Tonight from out of nowhere I just started crying while I was talking to my husband. I just started crying and told him how much I wanted to be a mother and I could not stop. It seem to just happen all at once. I did feel better after a good long cry! After that I talked to my husband anout the Lord and what He is able to do. I pray that my husband will get saved, to be in church worshipping the Lord together would be an awesome thing for me. He is a wonderful man though, I can't believe we are married sometimes. We have been friends since the third grade, went all the way through school together (i found him some girlfriends in school to!), and on our last semester of high school we just started talking more on the phone and one night he said (now we weren't even dating yet!) He said when we get married I will move you somewhere where you can have a pond behind our house with ducks in it. A couple weeks later he ask me out.

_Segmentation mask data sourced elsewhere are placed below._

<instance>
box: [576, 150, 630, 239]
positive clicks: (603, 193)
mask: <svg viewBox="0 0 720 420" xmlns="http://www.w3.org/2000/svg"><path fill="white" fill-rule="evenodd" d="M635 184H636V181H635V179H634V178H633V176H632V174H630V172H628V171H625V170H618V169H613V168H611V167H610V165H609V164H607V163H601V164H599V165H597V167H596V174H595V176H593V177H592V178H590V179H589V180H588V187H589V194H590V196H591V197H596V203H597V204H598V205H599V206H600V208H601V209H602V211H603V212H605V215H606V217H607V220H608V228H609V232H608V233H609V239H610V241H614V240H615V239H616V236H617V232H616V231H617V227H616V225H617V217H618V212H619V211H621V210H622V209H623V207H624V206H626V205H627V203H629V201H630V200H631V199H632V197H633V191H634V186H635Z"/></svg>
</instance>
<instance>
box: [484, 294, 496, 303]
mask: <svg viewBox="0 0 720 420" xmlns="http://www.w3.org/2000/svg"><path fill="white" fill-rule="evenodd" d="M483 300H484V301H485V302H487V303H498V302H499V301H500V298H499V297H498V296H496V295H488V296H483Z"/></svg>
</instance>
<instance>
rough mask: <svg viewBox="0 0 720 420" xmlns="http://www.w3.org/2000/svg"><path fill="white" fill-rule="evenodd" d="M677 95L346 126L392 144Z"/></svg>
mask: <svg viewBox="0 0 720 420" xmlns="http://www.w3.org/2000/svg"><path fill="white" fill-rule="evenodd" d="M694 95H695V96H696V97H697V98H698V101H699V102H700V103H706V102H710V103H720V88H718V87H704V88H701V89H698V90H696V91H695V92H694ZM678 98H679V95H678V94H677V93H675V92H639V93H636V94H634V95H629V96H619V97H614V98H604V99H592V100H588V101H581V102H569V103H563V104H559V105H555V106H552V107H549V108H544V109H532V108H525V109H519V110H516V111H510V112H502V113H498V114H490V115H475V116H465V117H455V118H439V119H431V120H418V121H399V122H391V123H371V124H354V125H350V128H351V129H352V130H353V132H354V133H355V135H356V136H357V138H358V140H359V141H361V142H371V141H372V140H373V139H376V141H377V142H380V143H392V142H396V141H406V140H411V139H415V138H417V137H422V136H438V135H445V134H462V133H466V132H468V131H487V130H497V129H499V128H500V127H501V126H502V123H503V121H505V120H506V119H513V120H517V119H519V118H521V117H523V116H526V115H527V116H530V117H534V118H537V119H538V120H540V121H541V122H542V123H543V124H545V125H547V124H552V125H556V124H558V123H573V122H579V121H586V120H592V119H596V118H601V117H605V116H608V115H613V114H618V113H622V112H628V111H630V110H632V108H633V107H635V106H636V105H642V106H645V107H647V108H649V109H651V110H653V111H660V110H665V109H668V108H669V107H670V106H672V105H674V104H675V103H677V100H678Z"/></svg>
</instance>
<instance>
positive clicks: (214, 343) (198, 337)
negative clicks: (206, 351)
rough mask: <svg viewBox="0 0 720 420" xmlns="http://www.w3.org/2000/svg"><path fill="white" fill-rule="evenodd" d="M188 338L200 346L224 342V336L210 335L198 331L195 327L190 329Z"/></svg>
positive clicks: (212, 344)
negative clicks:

As soon as I graduated we moved in together (my family about died..they said I was to young) I was to young but I guess everything worked out fine (: But I still haven't got my pond with the ducks!! I will have to post a photo that I have of me and him together at our eigth grade graduation.
young love Pictures, Images and Photos

Saturday, January 23, 2010

my friend Alicia

This is dedicated to my friend Alicia from consider it all joy blog
after reading a post that she had on there I felt inspired to write this about her
The heart of a woman:
There are certain people, special people that have to face the toughest of circumstances. They are everyday people yet they are extraordinary. If you saw them they would look like everyone eles. By appearance you would not know the daily battle that they face. They have strength to fight the battle, they have the endurance to press forward and the ability to be courageous in the fight. They are filled with hope that tomorrow will be a better day. There is a love deep in their heart and a compassion for others. Though their eyes are filled with tears there is a joy that remains in the heart. Patience has taught them the love that God has for us. Their faith is unmovable, unshakable, they have the peace of Jesus in their heart. This is the heart of someone facing infertility. Some of their journeys has ended in heartache, some in joy. Some are facing the storm right now. These are a strong group of women. With our hearts on our sleeves we will march on.

Monday, January 18, 2010

A new blog (=

I created another blog for random stuff that I write about. I just wanted to show you where it was at. I am certain there are not many that reads my blog but I am postint this anyways lol!! it is at http://laughoutloud4life.blogspot.com/

I AM ME.....

i am me Pictures, Images and PhotosI am me, I am no one eles but myself. For a long time I have compared myself to others. Compared myself to these women who are "fertile" and have families. I have compared myself to those that I went to school with, those that have careers and have success in everything that they have attempted to do. Sometimes I look at myself and think I have no career because I wanted to be a mother, I am not a mother because I am infertile. Where is my success. I know that it is not good to envy others but today I thought there are peoples lives that I do envy. Those that are mothers, those that have awsome jobs. And I thought there is no one that would envy my life. No one would want to trade places with me. I was feeling hopeless. I don't have a lot of money I don't know if I can even afford adoption at this point. But in the midst of feeling hopeless I can hear the word of God in my heart. I am rich because I am saved by his grace. Why would I want anyone to envy my life. The Lord came to this earth to have NO reputation but came in the form of a servant. He had not a place to lay his head, his purpose was to fulfill the will of the Father. That is what I am here on this earth to be, a servant of the Lords. If I never possess much on earth I am ok, because I know that I am laying up treasures in heaven. I still want to be a mother very badly but I am a child of the King and that is something to be grateful for. I want to grow closer to the Lord and follow His will for my life.

Thursday, January 14, 2010

deciding

My husband and I are thinking about going down the road of adoption. We really don't know where to begin or really what to do but I am praying that the Lord will guide us in the direction that He would have us to go. Please keep us in your prayers, I want to be a mother so bad and my husband would love to be a father.